LGAIGTMATHAug 18, 2022

Neural Payoff Machines: Predicting Fair and Stable Payoff Allocations Among Team Members

arXiv:2208.08798v110 citationsh-index: 41
Originality Incremental advance
AI Analysis

This work addresses the computational bottleneck in applying cooperative game theory solutions for multi-agent systems, offering a method to accelerate fair reward allocation in domains like team formation and feature attribution, though it is incremental as it builds on existing solution concepts with a learning-based approach.

The paper tackles the computational difficulty of computing fair and stable payoff allocations in cooperative game theory, such as the Shapley value, by distilling these solutions into learned neural network models that generalize to unseen games and larger player counts, with applications in speeding up Shapley value computations for Explainable AI.

In many multi-agent settings, participants can form teams to achieve collective outcomes that may far surpass their individual capabilities.

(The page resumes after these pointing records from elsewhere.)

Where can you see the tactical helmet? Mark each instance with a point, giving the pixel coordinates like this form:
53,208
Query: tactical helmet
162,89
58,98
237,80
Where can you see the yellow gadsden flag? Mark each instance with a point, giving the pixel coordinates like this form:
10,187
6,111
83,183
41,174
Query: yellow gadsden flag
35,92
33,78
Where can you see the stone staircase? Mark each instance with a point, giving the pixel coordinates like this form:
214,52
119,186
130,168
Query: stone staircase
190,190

Measuring the relative contributions of agents and allocating them shares of the reward that promote long-lasting cooperation are difficult tasks. Cooperative game theory offers solution concepts identifying distribution schemes, such as the Shapley value, that fairly reflect the contribution of individuals to the performance of the team or the Core, which reduces the incentive of agents to abandon their team. Applications of such methods include identifying influential features and sharing the costs of joint ventures or team formation. Unfortunately, using these solutions requires tackling a computational barrier as they are hard to compute, even in restricted settings. In this work, we show how cooperative game-theoretic solutions can be distilled into a learned model by training neural networks to propose fair and stable payoff allocations. We show that our approach creates models that can generalize to games far from the training distribution and can predict solutions for more players than observed during training. An important application of our framework is Explainable AI: our approach can be used to speed-up Shapley value computations on many instances.